# 말하는 태도부터 좀 틀리던데.



## wonlon

가: 아까 왔던 그 사람의 인상이 나는 그닥 좋지 않던데 나는 어땠니?
나: 나도 별로 였어. *말하는 태도**부터** 좀 틀리던데.*

How do you translate the highlighted sentence? (My book has got an awkward translation which I would rather not mention it.)
I think the meaning of *부터* is the point.


----------



## vientito

*starting with *his manner of speaking, he has committed some faux-pas


----------



## 조금만

I'd say: "Even the way he spoke [=before we even get round to considering the substance of what he actually said] was pretty questionable, wouldn't you agree?"  

Since the experience referred to, though presumably recent, is over and done with, we don't want an English perfect tense (_has _committed) here to match the "pastness" indicated in the Korean form. My "wouldn't you agree" is an attempt to catch the invariably elusive significance of the somewhat elliptical/pensive final particle so typical of Korean exchanges of opinion.


----------



## ddungbo

First, the exchange in the original post is slightly unnatural. Direct to the point on the table, 말하는 태도 부터 좀 *틀리던데* seems ambiguous to me. If I had to interpret it, I would think it means he was "different" in a bad way. (eg. he talks in a condescending manner.) 

What I usually expect to hear is 

말하는 태도부터 틀려먹었더군
말하는 태도부터 글렀더군
말하는 태도부터 맘에 안들었어.

말하는 태도부터(가) 틀렸어. -- this is okay. 
말하는 태도부터 틀렸던데? -- maybe this is the closest I can get to the original and sounds natural.

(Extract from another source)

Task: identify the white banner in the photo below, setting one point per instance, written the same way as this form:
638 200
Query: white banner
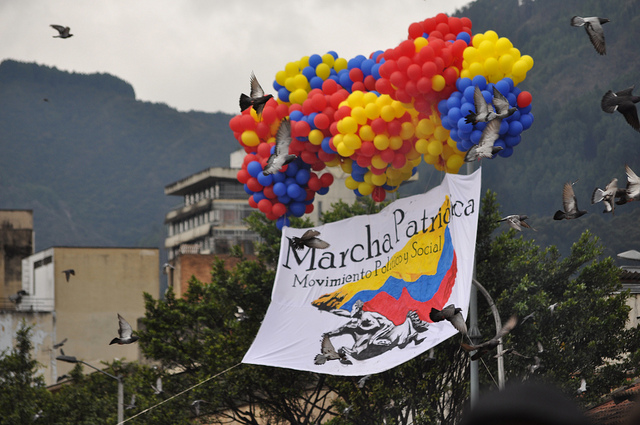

부터's meaning is very tricky, I must say. It somehow involves various aspects and meanings. 
This is one of the many possible translation.

I could tell by his attitude only that he is an asshole.


----------



## wonlon

ddungbo said:


> First, the exchange in the original post is slightly unnatural. Direct to the point on the table, 말하는 태도 부터 좀 *틀리던데* seems ambiguous to me. If I had to interpret it, I would think it means he was "different" in a bad way. (eg. he talks in a condescending manner.)
> 
> What I usually expect to hear is
> 
> 말하는 태도부터 틀려먹었더군
> 말하는 태도부터 글렀더군
> 말하는 태도부터 맘에 안들었어.
> 
> 말하는 태도부터(가) 틀렸어. -- this is okay.
> 말하는 태도부터 틀렸던데? -- maybe this is the closest I can get to the original and sounds natural.
> 
> 
> 부터's meaning is very tricky, I must say. It somehow involves various aspects and meanings.
> This is one of the many possible translation.
> 
> I could tell by his attitude only that he is an asshole.



I searched through my grammar books and from some examples I arrived at a meaning which is close to *조금만*.
"Even from the way he speak (not to consider the content / not to consider other aspects outside speaking), I see that he is a bad person / evil guy."

and 틀리다 is very likely to mean this:
http://krdic.naver.com/detail.nhn?docid=39937800*
마음이나 행동 따위가 올바르지 못하고 비뚤어지다.* 


그는 인간이 *틀렸어*.
그 사람은 외모는 출중한데 성격이 *틀렸어*.
 
Due to lack of context, I think it is the meaning I should compromise.


----------



## 조금만

The sense of 부터 is indeed rather elusive, but its general significance seems to be to mark a starting point or initial condition, in a sequence which may be temporal, spatial or logical. To that extent it has the opposite function to 까지 which marks the end point or final condition of a temporal, spatial or logical sequence. An immediate difficulty specifically for English speakers is that both concepts can in apppropriate contexts be rendered by "even" in English. "Even the way he spoke" [before we progress to considering anything else whatever] ... is a case for  부터 whereas "he even [as the ultimate extreme of a series of offensive remarks] called me a liar" would be a case for 까지. 

*ddungbo, * I don't think we want "only" in English for 부터 here, at least not in that position in the sentence.  I think what you actually had in mind was "I could tell by his attitude *alone *that he is an asshole".  The word "only" in that position in English gives the quite different sense akin to the force of appending a ~만 :  "From his attitude I could deduce only that...", where we might find a (differently structured) equivalent employing -만 in Korean.  Your version is correct English, of course, but it's not quite a match for the Korean meaning.*

wonlon*, I'm uneasy about translating좀 틀리던데  as "I see that he is a bad person / evil guy"  Both the expression "I see" and the phrase "evil person" strike me as much more categorical and specific that what the Korean speaker (albeit a speaker who seems to be the figment of a textbook author's imagination) was trying to say (or hint at). A and B both agree that they had distinctly bad vibes about the guy, but I don't sense that it's something they could quite pin down in the rather blunt and forceful way your English version of the phrase in question does.


----------



## ddungbo

Thank you very much for the correction! Yes, I meant to say 'alone' but that meaning ran out of my mouth in the form of 'only'. I don't think this is a plain mistake. I'll study the grammar about them. If you would correct my English I would be so grateful for that.     P.S. you wouldn't believe how long it took me to write this short message through mu stupid phone.


----------